Adventures with Git DVCS
26 July 2010
Over the last while I’ve been playing a lot with a distributed version control system (DVCS) called Git. In the last while, particularly with the presence of sites such as the excellent GitHub, Git has gained a lot of popularity and support among developers. Before anyone accuses me of “jumping on the Git bandwagon” – the bandwagon’s got a lot of momentum, and there’s good reasoning for that.
I’m not going to bore you with the detail of how Git and its distributed model works, there are plenty of excellent articles littering the web you can find with a quick search on Google. Instead I’m going to explain why I believe Git provides the best source control for teams.

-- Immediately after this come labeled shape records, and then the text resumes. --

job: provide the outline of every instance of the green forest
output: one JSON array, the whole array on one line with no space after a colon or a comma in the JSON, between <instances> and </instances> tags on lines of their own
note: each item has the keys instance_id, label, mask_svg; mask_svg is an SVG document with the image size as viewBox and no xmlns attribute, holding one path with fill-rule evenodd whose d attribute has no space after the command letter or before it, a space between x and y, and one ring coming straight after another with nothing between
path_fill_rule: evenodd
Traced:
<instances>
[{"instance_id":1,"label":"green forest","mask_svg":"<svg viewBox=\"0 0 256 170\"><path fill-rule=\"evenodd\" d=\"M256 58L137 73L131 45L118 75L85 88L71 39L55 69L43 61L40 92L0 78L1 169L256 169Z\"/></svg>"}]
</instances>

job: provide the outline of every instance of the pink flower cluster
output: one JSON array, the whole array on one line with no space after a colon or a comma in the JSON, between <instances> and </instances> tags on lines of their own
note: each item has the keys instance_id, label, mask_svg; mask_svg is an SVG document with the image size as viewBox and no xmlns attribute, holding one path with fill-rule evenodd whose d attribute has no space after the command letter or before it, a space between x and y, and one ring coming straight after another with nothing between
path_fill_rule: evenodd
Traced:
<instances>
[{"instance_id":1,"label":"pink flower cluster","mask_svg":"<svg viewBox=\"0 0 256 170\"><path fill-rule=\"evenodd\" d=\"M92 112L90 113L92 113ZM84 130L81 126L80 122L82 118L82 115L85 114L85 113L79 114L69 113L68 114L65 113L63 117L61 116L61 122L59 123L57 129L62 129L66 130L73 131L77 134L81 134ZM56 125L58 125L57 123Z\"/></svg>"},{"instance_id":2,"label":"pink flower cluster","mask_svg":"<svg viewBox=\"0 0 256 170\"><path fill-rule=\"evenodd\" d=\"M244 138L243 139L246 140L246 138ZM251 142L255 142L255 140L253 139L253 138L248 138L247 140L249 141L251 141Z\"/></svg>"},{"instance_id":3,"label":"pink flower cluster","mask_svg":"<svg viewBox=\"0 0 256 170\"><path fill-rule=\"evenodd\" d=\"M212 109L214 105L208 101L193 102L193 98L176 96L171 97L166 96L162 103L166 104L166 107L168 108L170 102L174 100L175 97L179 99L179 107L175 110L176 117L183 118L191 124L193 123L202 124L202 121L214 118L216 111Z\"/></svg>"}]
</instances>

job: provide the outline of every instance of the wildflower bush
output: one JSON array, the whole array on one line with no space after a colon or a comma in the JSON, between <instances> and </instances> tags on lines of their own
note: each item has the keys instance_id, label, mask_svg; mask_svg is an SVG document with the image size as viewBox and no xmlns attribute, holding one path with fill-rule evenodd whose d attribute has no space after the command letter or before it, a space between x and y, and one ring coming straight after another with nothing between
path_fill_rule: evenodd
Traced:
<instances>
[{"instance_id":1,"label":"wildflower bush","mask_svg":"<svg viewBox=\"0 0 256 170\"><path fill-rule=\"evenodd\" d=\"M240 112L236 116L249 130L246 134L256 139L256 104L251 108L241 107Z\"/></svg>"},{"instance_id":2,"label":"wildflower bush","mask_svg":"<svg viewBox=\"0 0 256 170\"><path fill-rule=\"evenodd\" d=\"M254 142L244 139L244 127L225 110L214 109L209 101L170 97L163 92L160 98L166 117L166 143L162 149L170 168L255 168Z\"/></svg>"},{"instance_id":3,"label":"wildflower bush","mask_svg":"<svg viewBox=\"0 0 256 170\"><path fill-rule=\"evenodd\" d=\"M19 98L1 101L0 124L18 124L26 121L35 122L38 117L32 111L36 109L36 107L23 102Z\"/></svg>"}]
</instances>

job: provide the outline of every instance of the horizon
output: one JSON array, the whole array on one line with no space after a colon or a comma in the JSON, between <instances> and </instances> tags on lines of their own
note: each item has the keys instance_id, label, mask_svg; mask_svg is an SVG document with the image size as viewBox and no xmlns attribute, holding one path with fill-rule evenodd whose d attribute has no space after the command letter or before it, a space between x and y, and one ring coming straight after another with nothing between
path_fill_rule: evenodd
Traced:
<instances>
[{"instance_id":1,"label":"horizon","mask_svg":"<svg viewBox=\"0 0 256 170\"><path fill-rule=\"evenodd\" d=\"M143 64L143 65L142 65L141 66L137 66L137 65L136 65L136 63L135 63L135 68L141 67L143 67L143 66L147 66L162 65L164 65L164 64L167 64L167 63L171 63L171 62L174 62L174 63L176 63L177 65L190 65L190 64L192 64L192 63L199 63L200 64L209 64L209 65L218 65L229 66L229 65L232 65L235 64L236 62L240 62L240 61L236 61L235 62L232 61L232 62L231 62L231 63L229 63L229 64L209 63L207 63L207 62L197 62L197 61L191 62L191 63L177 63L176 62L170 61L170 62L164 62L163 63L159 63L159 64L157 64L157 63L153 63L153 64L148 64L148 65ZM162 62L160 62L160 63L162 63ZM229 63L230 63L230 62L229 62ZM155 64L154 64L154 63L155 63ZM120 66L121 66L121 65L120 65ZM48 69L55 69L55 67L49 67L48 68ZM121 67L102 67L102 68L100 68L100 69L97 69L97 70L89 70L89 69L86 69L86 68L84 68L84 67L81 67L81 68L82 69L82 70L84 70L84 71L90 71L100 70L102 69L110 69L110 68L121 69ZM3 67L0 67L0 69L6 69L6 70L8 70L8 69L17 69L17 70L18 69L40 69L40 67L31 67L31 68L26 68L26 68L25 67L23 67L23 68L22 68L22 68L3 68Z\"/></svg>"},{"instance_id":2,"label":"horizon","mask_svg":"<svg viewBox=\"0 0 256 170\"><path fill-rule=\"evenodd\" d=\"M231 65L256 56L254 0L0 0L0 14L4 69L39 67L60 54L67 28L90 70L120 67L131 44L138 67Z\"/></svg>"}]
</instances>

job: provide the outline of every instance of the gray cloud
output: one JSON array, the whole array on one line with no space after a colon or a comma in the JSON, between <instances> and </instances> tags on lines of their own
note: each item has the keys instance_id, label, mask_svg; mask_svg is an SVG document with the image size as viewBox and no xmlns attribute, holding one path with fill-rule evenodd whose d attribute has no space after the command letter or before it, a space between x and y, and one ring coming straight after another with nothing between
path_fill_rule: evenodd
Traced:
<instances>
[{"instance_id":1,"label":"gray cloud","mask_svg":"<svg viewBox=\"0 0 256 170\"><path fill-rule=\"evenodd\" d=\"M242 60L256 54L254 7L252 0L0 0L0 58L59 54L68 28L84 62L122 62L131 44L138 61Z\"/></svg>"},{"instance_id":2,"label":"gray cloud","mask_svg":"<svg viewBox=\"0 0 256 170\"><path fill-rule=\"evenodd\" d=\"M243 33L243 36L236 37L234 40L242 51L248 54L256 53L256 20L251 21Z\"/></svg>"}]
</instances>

With Git, every developer has the full repository available to them locally on their hard disk. While this means the initial clone of a large repository takes longer than an SVN checkout, it’s just about instant to perform any local operation – such as diff your entire tree (or any part thereof) or to add a new commit with no network connectivity needed. This makes it great to work in a totally disconnected environment, since the only operations that need network access are pushing and pulling code in other repositories.
The side effect of this incredible disconnected environment is that everyone is effectively on their own branch of the repository. As soon as I start writing a single line of code that diverges from the repository I cloned from, I’m able to commit on my local repository without anyone else ever seeing it. This means I can commit more often and in smaller chunks without breaking the rest of the codebase for the other developers on the project and getting flamed afterwards. Also once you realise you’re on a branch anyway, the mental barrier of branching out breaks down. In the last couple of weeks I’ve had up to 7 branches in my local repository.
Of course the other half of branching is merging and the Git developers have paid careful attention to the merge model. Even on medium size code bases (2000 files or so) it takes less than a second to merge a set of changes into a branch on my laptop.
Overall this freedom of branching and merging means that developers know they can do more with their code without the risk of stepping on someone else’s toes. If it works, great, merge the changes in. If it doesn’t work, just delete the branch.
I really like the freedom of workflow Git provides and the speed and robustness of it. I’m pretty sure that more and more enterprise users will take up on Git over the next year or so, particularly with the power provided by providers such as GitHub.